View mode: basic / threaded / horizontal-split · Log in · Help
August 02, 2012
Re: Let's stop parser Hell
On Thursday, August 02, 2012 07:06:25 Christophe Travert wrote:
> "Jonathan M Davis" , dans le message (digitalmars.D:173942), a écrit :
> > It may very well be a good idea to templatize Token on range type. It
> > would be nice not to have to templatize it, but that may be the best
> > route to go. The main question is whether str is _always_ a slice (or the
> > result of takeExactly) of the orignal range. I _think_ that it is, but
> > I'd have to make sure of that. If it's not and can't be for whatever
> > reason, then that poses a problem.
> 
> It can't if it is a simple input range! Like a file read with most
> 'lazy' methods. Then you need either to transform the input range in a
> forward range using a range adapter that performs buffering, or perform
> your own buffering internally. You also have to decide how long the
> token will be valid (I believe if you want lexing to be blazing fast,
> you don't want to allocate for each token).
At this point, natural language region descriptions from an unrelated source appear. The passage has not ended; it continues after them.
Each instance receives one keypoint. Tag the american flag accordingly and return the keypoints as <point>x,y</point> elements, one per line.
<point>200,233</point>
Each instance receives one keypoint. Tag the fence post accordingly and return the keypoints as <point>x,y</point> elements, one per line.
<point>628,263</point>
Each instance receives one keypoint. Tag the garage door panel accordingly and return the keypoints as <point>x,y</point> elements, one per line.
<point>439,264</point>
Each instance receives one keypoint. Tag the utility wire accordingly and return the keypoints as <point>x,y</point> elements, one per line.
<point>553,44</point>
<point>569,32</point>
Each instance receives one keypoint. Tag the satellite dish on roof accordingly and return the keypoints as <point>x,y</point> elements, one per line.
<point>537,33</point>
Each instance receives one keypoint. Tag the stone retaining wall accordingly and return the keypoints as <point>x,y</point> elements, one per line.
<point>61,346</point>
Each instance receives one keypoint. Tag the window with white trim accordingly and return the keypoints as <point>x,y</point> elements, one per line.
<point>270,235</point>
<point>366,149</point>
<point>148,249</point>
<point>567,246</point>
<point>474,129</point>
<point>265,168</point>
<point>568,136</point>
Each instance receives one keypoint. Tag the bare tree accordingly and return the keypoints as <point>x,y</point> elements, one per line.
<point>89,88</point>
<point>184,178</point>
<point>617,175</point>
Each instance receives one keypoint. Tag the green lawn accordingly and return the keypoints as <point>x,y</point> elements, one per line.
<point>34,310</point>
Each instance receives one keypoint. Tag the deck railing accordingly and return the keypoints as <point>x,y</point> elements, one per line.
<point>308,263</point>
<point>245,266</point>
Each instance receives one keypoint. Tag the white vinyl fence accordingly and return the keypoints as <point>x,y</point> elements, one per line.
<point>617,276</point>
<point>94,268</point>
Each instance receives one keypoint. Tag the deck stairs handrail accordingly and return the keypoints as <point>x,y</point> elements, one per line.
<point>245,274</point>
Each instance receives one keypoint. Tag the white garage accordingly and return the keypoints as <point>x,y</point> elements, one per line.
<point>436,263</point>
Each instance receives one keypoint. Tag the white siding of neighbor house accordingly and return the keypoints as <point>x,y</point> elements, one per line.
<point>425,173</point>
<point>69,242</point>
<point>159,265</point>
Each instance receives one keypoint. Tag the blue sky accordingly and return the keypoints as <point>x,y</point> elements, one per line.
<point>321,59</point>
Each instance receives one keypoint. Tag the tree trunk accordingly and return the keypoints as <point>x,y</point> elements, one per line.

My lexer specifically requires a forward range. The more that I deal with input 
ranges, the more that I'm convinced that they're nearly useless. If you need 
even _one_ character of lookahead, then an input range doesn't fly at all, and 
considered the performance gains in using slicing (or takeExactly), I just 
don't think that it makes sense to operate on an input range. Besides, if 
anyone wants full performance, they'll probably need to use one of the built-
in string types. Any range of dchar which needs to decode on the call to front 
or popFront will take a serious performance hit. It'll work, but it's not 
really advisable if you need performance.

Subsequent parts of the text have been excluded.